With Zuma’s departure, Deputy President and former tycoon Cyril Ramaphosa is expected to be sworn in as President Thursday.

The scandal-tainted leader made the announcement late Wednesday in a televised address to the nation.

Zuma says he has resigned despite his disagreement with the instruction of the ruling African National Congress party to leave office immediately.
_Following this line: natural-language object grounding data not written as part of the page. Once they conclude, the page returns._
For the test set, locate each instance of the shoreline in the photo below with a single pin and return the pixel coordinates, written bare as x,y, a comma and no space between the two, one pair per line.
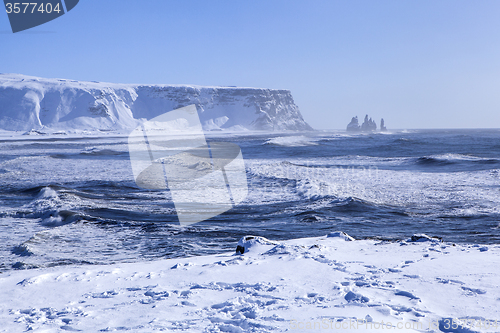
272,286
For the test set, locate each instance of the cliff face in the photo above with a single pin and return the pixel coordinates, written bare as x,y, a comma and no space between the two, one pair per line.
33,103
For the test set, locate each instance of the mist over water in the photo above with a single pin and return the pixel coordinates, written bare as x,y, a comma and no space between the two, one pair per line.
66,200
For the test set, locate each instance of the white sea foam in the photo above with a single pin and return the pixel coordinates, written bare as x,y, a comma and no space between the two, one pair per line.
293,141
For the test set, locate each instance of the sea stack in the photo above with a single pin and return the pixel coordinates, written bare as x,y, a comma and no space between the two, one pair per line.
382,125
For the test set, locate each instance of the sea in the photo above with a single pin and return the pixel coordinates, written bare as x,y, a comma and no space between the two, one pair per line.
72,199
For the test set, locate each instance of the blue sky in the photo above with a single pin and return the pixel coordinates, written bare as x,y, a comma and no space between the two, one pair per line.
418,64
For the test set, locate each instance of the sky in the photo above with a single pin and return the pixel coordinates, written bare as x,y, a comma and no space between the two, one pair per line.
417,64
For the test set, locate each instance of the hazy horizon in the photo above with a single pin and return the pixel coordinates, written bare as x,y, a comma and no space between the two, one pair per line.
417,65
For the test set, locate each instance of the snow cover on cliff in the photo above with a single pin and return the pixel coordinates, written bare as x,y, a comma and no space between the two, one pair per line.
31,103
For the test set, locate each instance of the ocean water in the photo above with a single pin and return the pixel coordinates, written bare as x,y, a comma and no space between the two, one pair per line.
73,200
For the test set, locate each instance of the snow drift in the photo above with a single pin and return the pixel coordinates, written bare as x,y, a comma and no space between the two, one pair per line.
28,103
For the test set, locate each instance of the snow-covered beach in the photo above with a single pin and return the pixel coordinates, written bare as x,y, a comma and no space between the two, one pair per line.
303,285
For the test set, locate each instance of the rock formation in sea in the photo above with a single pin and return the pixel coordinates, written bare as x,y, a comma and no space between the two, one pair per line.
382,125
353,126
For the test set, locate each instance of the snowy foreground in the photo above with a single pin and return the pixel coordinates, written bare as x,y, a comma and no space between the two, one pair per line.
309,285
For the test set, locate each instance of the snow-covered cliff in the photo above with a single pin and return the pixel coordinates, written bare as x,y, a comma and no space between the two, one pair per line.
28,102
The ANC had been prepared to pursue a vote of no confidence in parliament on Thursday.

According to BBC, Jacob Zuma is the most colourful and controversial president South Africa has had since white-minority rule ended in 1994.

He has been a politician of nine lives, surviving a series of scandals which would have surely ended anyone else’s career.

He was facing his ninth vote of no-confidence in parliament before he left office.

For many years, it was unwise to write Mr Zuma off: His Zulu name, Gedleyihlekisa, means the one who smiles while grinding his enemies.


Cyril Ramaphosa and Jacob Zuma at ANC Party Convention(PHOTO:

Cyril Ramaphosa Background

He both served Zuma — tarred by accusations of corruption and incompetence — and also delivered occasional, cautious criticism of his former political master.

Born on 17 November 1952 in Soweto, Ramaphosa became involved with student activism while studying law in the 1970s.

He was arrested in 1974 and spent 11 months in solitary confinement.

After studying, he turned to trade unionism — one of the few legal ways of protesting against the white-minority regime.

When Mandela was released in 1990 after 27 years in prison for opposing apartheid, Ramaphosa was a key part of the task force that led the transition to democracy.

Ramaphosa rose to global prominence as the ANC’s lead negotiator, with his contribution seen as one factor in the success of the talks and the resulting peaceful democratic handover.

Ramaphosa has four children with his second wife Tshepo Motsepe, a doctor.

He was accused in 2017 of having affairs with several young women, which he denied.

Ramaphosa did admit to an extramarital affair but told local media that he had since disclosed the relationship to his wife.

Some saw the sudden revelations as a smear campaign by associates of Zuma who backed another candidate at the crunch party conference — his ex-wife Nkosazana Dlamini-Zuma.

The impact of the scandal was short-lived, and Ramaphosa based his campaign on his pledge to rebuild the country’s economy, boost growth and create much-needed jobs.

If he becomes president by the end of the week as the ANC has indicated is possible, his opportunity to try to transform the country will finally have arrived.

“Ramaphosa has no association with any of the corruption scandals that have plagued South Africa,” wrote his biographer Ray Hartley in “The Man Who Would Be King”.

“But the years he spent at Zuma’s side, playing the ‘inside game’ suggest he is more comfortable as a powerful insider than as a radical reformer.”